I help run an IRC network, and, with the fact that we have multiple servers, we use round robin at the DNS level to assign people to servers. We use letsencrypt for the ssl, and have the following issues:
When creating a certificate, it is extremely hard to get a certificate created, because seemingly 19/20 times, letsencrypt hits the wrong server in the round robin. I don’t know if this has to do with caching or what, but we only have about 6 servers or so, and I know there could be clients with much more, so this could be an even bigger issue.
The same happens when renewing, since it has to re-authenticate, the cert, more often than not, fails to renew properly. This makes it hard to do automatically, for example in a cron.
Ever since the rate limits were put in for failed renewals/creations, it has become even harder. Now it often takes me a good 3 or 4 hours’ worth of tries to get it done.
I would propose a solution as follows:
If the certificate contains a name that has only one IP address, only use that IP address for checking, unless --allow-subset-of-names is set. This would make it so, if making or renewing a certificate for irc.example.com and servera.example.com, it would always go to the right server, assuming servera.example.com wasn’t also round robin.
If the dns contains multiple IP’s for all names and/or the --allow-subset-of-names is set with a dns entry with one IP, it may be helpful to try all IP’s in the dns. I know this would add an additional workload, but it’s the only way I can think of to properly handle round robin.
Just my thoughts, and perhaps we can have a little discussion to flesh it out a little more. I just know that, with rounb robin – a fully supported feature of DNS – and letsencrypt using web verification by default, this really needs to be addressed.
I take it from your description that you are currently validating with either http-01 or tls-sni-01 challenges, and they of course connect to any of the servers in the round-robin group, so to carry this out successfully you’d need to arrange for the validation to pass regardless of which server answers. Further I gather than since you wish the certificates for IRC, it doesn’t matter to you how exactly (or if at all) any web servers are set up with these names.
I commend two approaches to people in your situation:
DNS validation. Arrange to prove control over the names via DNS itself, using dns-01 instead of http-01/ tls-sni-01 challenges.
Use of a proxy or 30x redirect to arrange for answers to be collected from elsewhere when the “wrong” server is asked for validation. With http-01 if you set all the other machines in the network to either proxy the answer from the one with the true answer, or HTTP 30x redirect the Let’s Encrypt querier to the true answer, it will pass.

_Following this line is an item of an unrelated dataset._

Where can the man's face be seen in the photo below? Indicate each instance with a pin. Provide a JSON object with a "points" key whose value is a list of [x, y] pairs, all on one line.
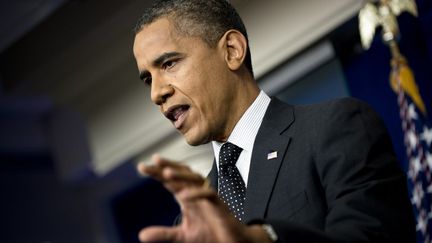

I suspect (though I don’t speak for them) Let’s Encrypt won’t be content with your approach because it weakens the already rather flimsy proof of control from these challenges. Hence commending the above alternatives which should work for your situation.
The dns challenge could work if all the servers were run by the same person/organization, but each server, except for a few, are run by different people and, while I haven’t asked, I doubt the owner of the domain would like each server having access to their dns, especially because the way it’s set up the dns could be changed on any of their domains, not just the IRC dns.
As for redirecting to the proper server, any suggestions how this could be done? Given that the web server in question wouldn’t know which server needed the answer to be proxied, and the server requesting the certificate wouldn’t know which server would receive the challenge to send the file, I’m not sure how this would work.
Pick you favorite server out of the cluster, in this case one of the ones you control. Call it server A.
Set up certbot on it.
On all other servers, set up a proxy connection on the web server software (proxy_pass in nginx) to pass any requests for the acme challenge directory to server A.
Use Certbot on server A to issue certificates.
Now the only issue here is that only server A can run certbot. I think the best option is to have server A copy it’s certificate to the other servers as well. This would, of course, require more setup and trust from the other operators, but it’s the best way d can see.
Well, you can use a different DNS provider with more granular access control.
You can move the whole domain, or simply CNAME or delegate the _acme-challenge record(s).
It doesn't even have to be a very advanced or reliable service. You could pick one server, install BIND, generate and distribute TSIG keys to each IRC server, and use nsupdate.
acme-dns is a DNS/REST server designed for similar situations. (I don't think it's ideal for a one-to-many situation like this. It's great for 1 hostname with 1 client, or a million hostnames with a million clients, but for 1 hostname and many clients? I think you'd have to copy and paste 1 API key to all the clients, and rotate it if you ever had to disable someone.)
It's a bit gross, but you can have each server redirect to the next server sequentially. Server A redirects to Server B, Server B redirects to Server C, Server C redirects to Server A. But i don't know how many redirects Let's Encrypt is willing to follow, and you don't want to get Googlebot stuck in a loop.